Scorching summer was France’s second hottest on record

Three heatwaves since June produced France's second-hottest summer since records began in 1900, the Météo France weather service said on Tuesday, warning that scorching temperatures will be increasingly common as the climate crisis intensifies.

Scorching summer was France's second hottest on record

With 33 days of extreme heat overall, average temperatures for June, July and August were 2.3C above normal for the period of 1991-2020.

It was surpassed only by the 2003 heatwave that caught much of France unprepared for prolonged scorching conditions, leading to nearly 15,000 heat-related deaths, mainly among the elderly.

Data is not yet available for heat-related deaths this summer, but it is likely to be significantly lower than 15,000 thanks to preventative measures taken by local and national authorities. 

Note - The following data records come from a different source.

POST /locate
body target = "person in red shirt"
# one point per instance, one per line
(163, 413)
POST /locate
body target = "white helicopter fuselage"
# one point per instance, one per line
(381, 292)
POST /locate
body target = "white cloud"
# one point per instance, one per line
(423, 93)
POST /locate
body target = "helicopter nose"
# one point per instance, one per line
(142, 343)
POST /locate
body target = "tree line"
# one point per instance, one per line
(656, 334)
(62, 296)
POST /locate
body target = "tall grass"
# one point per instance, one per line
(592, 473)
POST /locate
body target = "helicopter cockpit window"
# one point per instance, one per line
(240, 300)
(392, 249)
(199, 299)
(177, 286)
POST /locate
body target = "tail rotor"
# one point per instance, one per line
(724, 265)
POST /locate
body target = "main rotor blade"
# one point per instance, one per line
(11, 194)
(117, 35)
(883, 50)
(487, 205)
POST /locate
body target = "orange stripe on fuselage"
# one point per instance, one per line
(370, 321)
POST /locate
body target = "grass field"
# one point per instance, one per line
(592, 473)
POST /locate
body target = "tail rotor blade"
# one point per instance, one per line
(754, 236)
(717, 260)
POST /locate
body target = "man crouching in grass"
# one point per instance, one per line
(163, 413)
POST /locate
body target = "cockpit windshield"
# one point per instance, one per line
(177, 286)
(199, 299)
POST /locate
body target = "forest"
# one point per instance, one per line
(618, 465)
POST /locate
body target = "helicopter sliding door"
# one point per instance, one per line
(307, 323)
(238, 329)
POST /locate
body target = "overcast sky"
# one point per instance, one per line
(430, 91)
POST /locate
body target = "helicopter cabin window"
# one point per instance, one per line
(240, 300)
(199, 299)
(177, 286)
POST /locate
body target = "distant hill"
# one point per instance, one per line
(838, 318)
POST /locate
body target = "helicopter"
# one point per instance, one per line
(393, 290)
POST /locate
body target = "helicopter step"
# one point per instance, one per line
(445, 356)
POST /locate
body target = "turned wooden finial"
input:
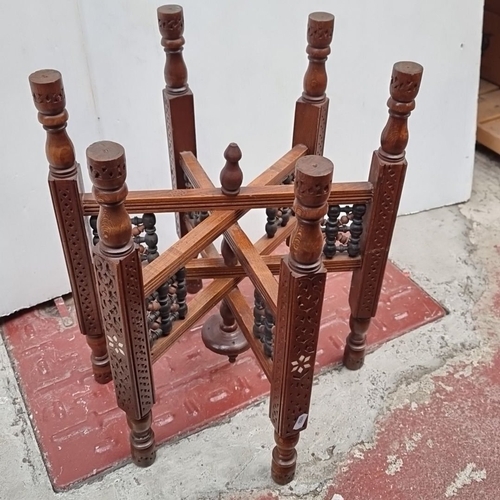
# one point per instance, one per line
(107, 169)
(319, 37)
(171, 24)
(48, 95)
(313, 178)
(404, 87)
(231, 176)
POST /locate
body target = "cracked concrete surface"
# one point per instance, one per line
(451, 252)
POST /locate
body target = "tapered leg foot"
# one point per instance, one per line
(353, 360)
(100, 360)
(284, 460)
(142, 441)
(355, 349)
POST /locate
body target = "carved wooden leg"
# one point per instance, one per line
(121, 290)
(178, 102)
(354, 353)
(64, 184)
(300, 301)
(387, 175)
(142, 440)
(222, 335)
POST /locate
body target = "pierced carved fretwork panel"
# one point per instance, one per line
(139, 333)
(294, 371)
(323, 116)
(77, 255)
(383, 214)
(115, 335)
(128, 343)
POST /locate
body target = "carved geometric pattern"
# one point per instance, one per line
(139, 332)
(113, 321)
(51, 98)
(173, 25)
(170, 139)
(382, 220)
(293, 369)
(279, 349)
(408, 87)
(105, 173)
(78, 255)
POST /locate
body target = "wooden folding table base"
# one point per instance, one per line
(131, 313)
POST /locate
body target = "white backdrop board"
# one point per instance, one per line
(246, 61)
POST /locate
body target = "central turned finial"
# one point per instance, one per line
(108, 171)
(404, 87)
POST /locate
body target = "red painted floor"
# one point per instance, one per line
(78, 426)
(446, 447)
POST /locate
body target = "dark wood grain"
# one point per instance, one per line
(123, 305)
(387, 173)
(187, 200)
(64, 184)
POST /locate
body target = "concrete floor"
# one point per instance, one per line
(353, 447)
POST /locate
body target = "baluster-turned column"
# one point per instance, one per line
(179, 105)
(300, 301)
(356, 230)
(64, 184)
(387, 174)
(311, 109)
(221, 334)
(119, 278)
(331, 231)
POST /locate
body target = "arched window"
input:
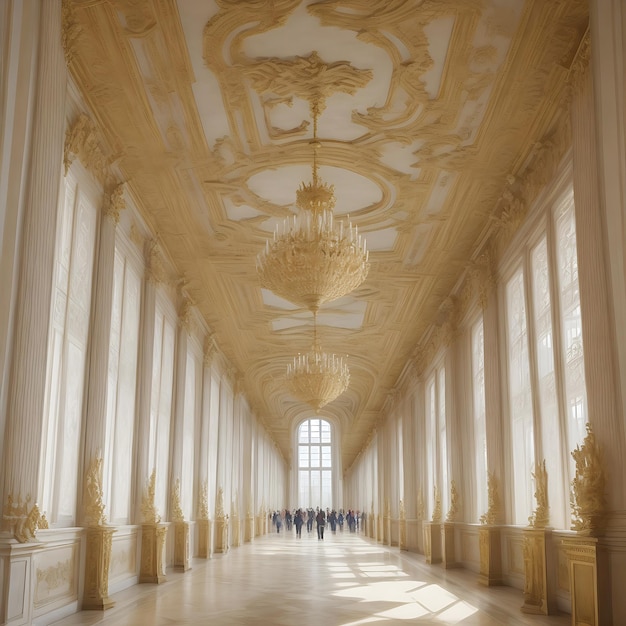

Most experts attribute the rising temperatures to the climate crisis, with Météo France noting that over the past eight summers in France, six have been among the 10-hottest ever.

By 2050, “we expect that around half of summer seasons will be at comparable temperatures, if not higher,” even if greenhouse gas emissions are contained, the agency’s research director Samuel Morin said at a press conference.

The heat helped drive a series of wildfires across France this summer, in particular a huge blaze in the southwest that burned for more than a month and blackened 20,000 hectares. 

Unusually, wildfires also broke out even in the normally cooler north of the country, and in total an area five times the size of Paris burned over the summer. 

Adding to the misery was a record drought that required widespread limits on water use, with July the driest month since 1961 – many areas still have water restrictions in place.

MAP: Where in France are there water restrictions and what do they mean?

Forecasters have also warned that autumn storms around the Mediterranean – a regular event as air temperatures cool – will be unusually intense this year because of the very high summer temperatures. A storm that hit the island of Corsica in mid August claimed six lives. 

“The summer we’ve just been through is a powerful call to order,” Prime Minister Elisabeth Borne said on Monday, laying out her priorities for an “ecological planning” programme to guide France’s efforts against climate change.